His house is usually surrounded by guards at all times and
his phone cut off.
On Sunday, farmers in Chen’s Dongshigu Village protested
the beating and detention of Chen Hua, a cousin and neighbor of
the activist, attacking police vehicles, according to several
villagers in Shandong province in coastal eastern China about
300 km (185 miles) southeast of Beijing.
Chen Guangcheng told Reuters late on Sunday he was able to
briefly leave his house during the disturbances, guarded by a
dozen or so sympathisers.
“The villagers are angry, because they suffer abuse from
these people, as well,” he said by telephone. “It’s bad enough
how they’re treating me, but it’s too much when my neighbor
also suffers just because of me.”
Chen Hua was taken away by police on Sunday, after
venturing close to Cheng Guangcheng’s house four days earlier
and being beaten by guards after an argument, said Chen Hua’s
sister-in-law, Chen Xie.
Chen Hua was close to his activist cousin and has been
detained before for supporting him, she told Reuters. Relatives
and other residents occupied village offices late on Sunday
night demanding Chen Hua’s release, she said.

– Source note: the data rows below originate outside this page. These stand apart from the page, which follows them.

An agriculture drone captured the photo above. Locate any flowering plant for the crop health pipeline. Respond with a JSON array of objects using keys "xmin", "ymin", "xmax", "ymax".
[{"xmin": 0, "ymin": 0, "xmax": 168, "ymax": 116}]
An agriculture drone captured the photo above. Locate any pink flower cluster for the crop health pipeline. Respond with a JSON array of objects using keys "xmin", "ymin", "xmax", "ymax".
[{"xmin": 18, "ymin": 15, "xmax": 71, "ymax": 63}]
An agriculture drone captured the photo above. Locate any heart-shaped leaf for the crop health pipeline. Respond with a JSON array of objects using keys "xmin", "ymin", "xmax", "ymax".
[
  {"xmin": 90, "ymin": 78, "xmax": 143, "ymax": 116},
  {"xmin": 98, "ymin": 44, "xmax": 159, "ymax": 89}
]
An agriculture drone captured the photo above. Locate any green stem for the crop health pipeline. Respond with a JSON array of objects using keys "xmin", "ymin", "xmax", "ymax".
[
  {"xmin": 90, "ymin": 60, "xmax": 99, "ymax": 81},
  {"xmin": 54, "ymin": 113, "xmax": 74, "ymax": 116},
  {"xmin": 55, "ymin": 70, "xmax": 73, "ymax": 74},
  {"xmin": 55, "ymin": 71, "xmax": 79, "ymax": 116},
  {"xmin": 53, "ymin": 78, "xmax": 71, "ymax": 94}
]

Another villager estimated about 200 villagers were
involved in the protests on Sunday, and said some broke a
window in a police van. Dozens of officers were brought in to
quell the unrest, he added. He asked his name not be used.

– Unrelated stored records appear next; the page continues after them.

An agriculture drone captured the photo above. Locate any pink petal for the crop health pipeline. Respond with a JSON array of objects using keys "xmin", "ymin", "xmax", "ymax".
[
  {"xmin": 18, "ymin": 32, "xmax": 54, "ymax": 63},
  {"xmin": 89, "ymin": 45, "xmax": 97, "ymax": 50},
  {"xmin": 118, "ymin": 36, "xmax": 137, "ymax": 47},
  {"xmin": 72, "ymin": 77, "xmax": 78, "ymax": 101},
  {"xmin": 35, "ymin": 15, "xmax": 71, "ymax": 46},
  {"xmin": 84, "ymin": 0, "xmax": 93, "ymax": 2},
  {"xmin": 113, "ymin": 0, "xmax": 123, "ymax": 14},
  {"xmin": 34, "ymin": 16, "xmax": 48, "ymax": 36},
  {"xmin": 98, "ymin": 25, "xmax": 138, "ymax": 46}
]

“Villagers had a big reaction,” said Chen Xie, the
relative. “They say we have rights, but where are they now?”
She said the family had no information or official notification
of Chen Hua’s whereabouts.
She said several villagers were injured, but was not sure
how badly. Reuters’ calls to the village office and local
Shuanghou Town Police Station late on Sunday night were not
answered.
Chen Guangcheng, in his mid-30s, is blind and first studied
law textbooks, helped by his wife, to press his rights as a
disabled citizen. He later used his expertise to advise farmers
complaining about corruption and official abuses, including
coercive family planning practices.
Chen’s whistleblowing prompted the government to sack and
detain several officials in Shandong, state media have said.

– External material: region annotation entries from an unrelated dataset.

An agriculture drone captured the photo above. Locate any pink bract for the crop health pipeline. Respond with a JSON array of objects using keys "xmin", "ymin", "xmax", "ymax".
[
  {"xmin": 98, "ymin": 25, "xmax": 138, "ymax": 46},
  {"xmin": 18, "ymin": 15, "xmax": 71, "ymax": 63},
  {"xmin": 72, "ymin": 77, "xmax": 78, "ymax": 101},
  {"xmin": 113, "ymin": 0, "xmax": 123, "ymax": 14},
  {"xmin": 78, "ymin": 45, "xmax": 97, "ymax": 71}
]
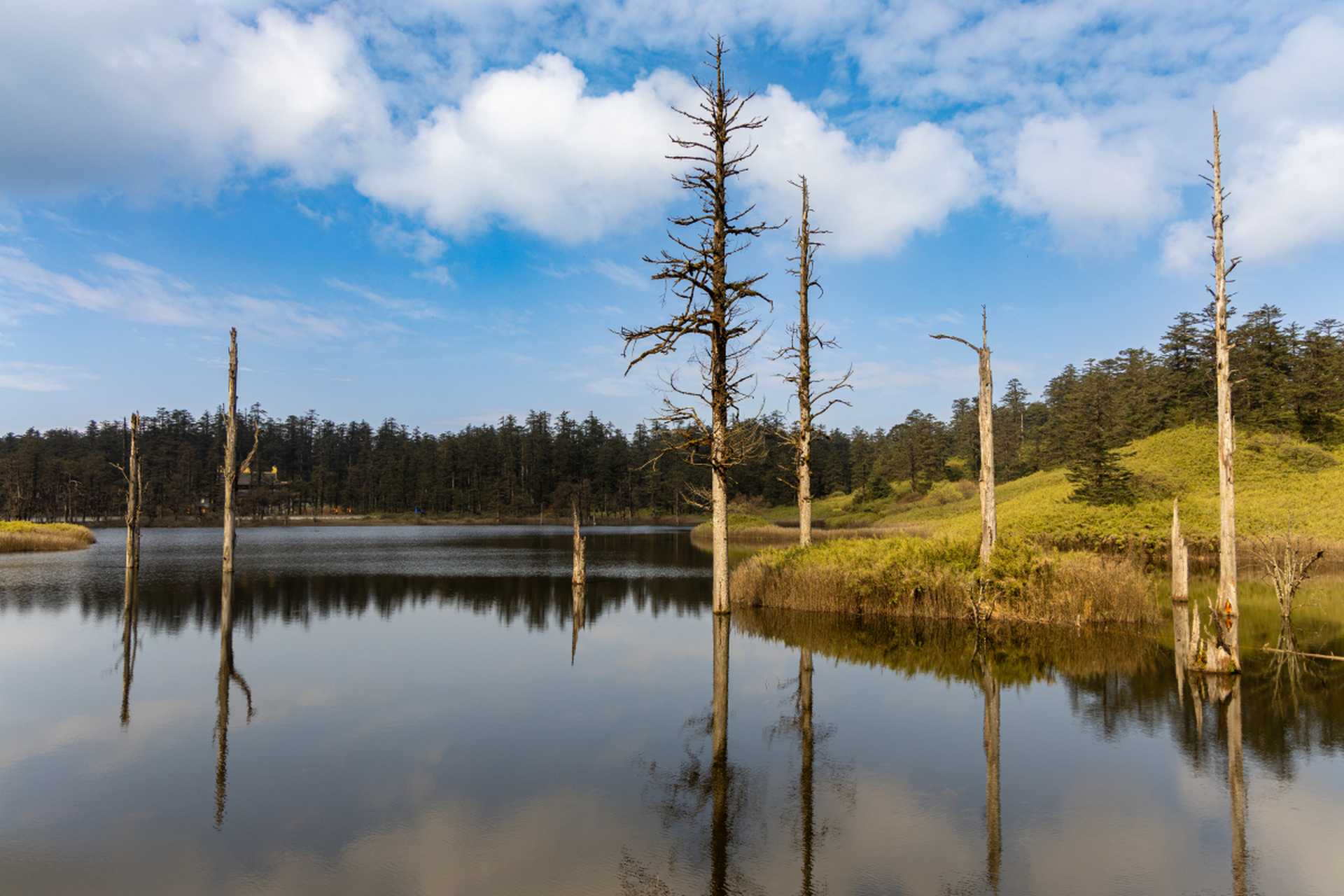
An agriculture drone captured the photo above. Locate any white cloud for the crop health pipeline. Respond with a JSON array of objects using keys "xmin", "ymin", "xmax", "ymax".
[
  {"xmin": 0, "ymin": 0, "xmax": 1344, "ymax": 265},
  {"xmin": 0, "ymin": 361, "xmax": 92, "ymax": 392},
  {"xmin": 0, "ymin": 246, "xmax": 365, "ymax": 339},
  {"xmin": 1002, "ymin": 115, "xmax": 1176, "ymax": 248},
  {"xmin": 356, "ymin": 54, "xmax": 687, "ymax": 243},
  {"xmin": 1164, "ymin": 16, "xmax": 1344, "ymax": 265},
  {"xmin": 746, "ymin": 86, "xmax": 981, "ymax": 255},
  {"xmin": 1163, "ymin": 220, "xmax": 1214, "ymax": 276}
]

But officials from Yinan county, which runs Dongshigu,
forcibly brought Chen back from Beijing last September, saying
he was sharing “state secrets” with foreign journalists.
This latest incident is one of the tens of thousands of
protests that Chinese police admit happen every year across the
country, especially the countryside.
Premier Wen toured rural Shandong last week, highlighting
his promise to improve farmers’ healthcare, schools and incomes
in the country’s next five-year development plan.